Tsdat’s Native QC Functions

Tsdat has a number of native quality control functions that users could find useful. (See quality control API for all of them). Built-in QC funtions require inputs that are set either as attributes or parameters in pipeline_config.yml.

For example, the Check*Max functions (CheckValidMax, CheckFailMax, CheckWarnMax) call the base class CheckMax. These three functions require an attribute called *_range (valid_range, fail_range, warn_range, respectively) to be listed in a variable’s attributes to run.

RemoveFailedValues removes failed values and replaces them for with a fill value, specified in the variable attribute _FillValue.

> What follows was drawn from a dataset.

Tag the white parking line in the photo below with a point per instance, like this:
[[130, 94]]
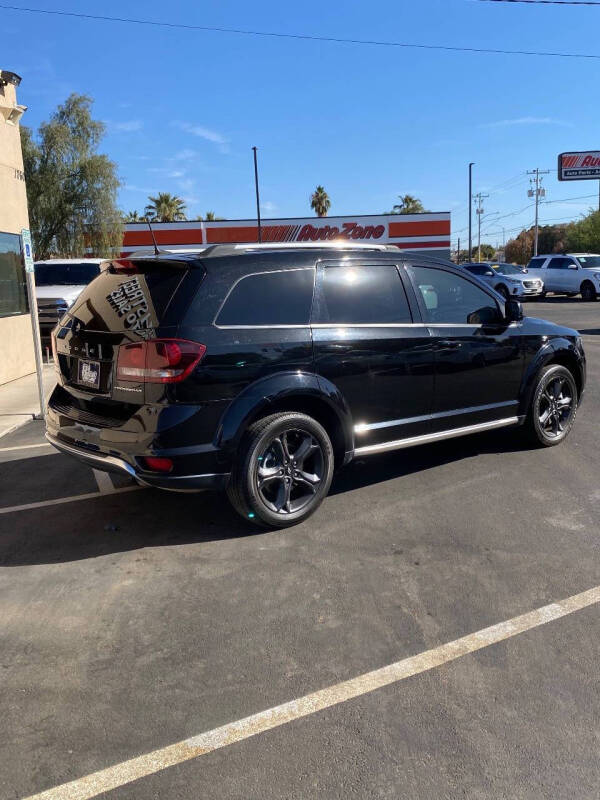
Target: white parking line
[[24, 447], [105, 485], [120, 774], [61, 500]]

If this attribute isn’t specified, it defaults to NaN.

dataset_definition:
  <...>
  variables:
    <...>

    distance:
      input:
        name: distance_m
      dims:
        [time]
      type: float
      attrs:
        units: "m"
        valid_range: [-3, 3] # attribute for the "CheckValidMin" and "CheckValidMax" functions
        _FillValue: 999

These built-in functions can then be input under the quality_management section as follows:

quality_management:

  manage_min: # tsdat's built-in handle min
    checker:
      classname: tsdat.qc.checkers.CheckValidMin
    handlers:
      - classname: tsdat.qc.handlers.RemoveFailedValues
      - classname: tsdat.qc.handlers.RecordQualityResults
        parameters:
          bit: 2
          assessment: Bad
          meaning: "Value is less than expected range"
    variables:
      - distance

  manage_max: # tsdat's built-in max
    checker:
      classname: tsdat.qc.checkers.CheckValidMax
    handlers:
      - classname: tsdat.qc.handlers.RemoveFailedValues
      - classname: tsdat.qc.handlers.RecordQualityResults
        parameters:
          bit: 3
          assessment: Bad
          meaning: "Value is greater than expected range"
    variables:
      - distance

Another function of interest is RecordQualityResults, which takes a few parameters: “bit”, “assessment”, and “meaning”. This function creates an additional variable that is called <variable_name>_qc, which contains integers, where variable elements that fail a test are given the bit value. If no test fails, <variable_name>_qc will contain all zeroes. The other two parameters are listed as <variable_name>_qc attributes.

Notes on Errors

Errors commonly ensue from data file located in incorrect directories, incorrect “classname” paths, and syntax errors. If you get an error, most of the time there is an error, missing or incorrect input in the “config.yml” files.

Common Errors:

1. KeyError [‘time’] – Time is typically the first variable tsdat looks for, so if it can’t load your dataset or if the time coordinate is not input correctly, this error will pop up. The failure load a dataset typically results from incorrect file extensions, regex patterns, or file path location.

2. Can’t find module “pipeline” – There are many modules and classes named “pipeline” in tsdat. This error typically refers to a classname specified in the config file, i.e. ingest.<ingest_name>.pipeline.qc.CustomQualityChecker or ingest.<ingest_name>.pipeline.filehandlers.CustomHandler. Make sure this classname path is correct.

3. Check_<function> fails – Ensure all the variables listed under a quality managment group can be run through the function. For example, if I try to run the test CheckMonotonic on all “COORDS”, and one of my coordinate variables is a string array (e.g ‘direction’: [‘x’,’y’,’z’], this function will fail. Fix this by replacing “COORDS” with only numeric coordinates (e.g. ‘time’).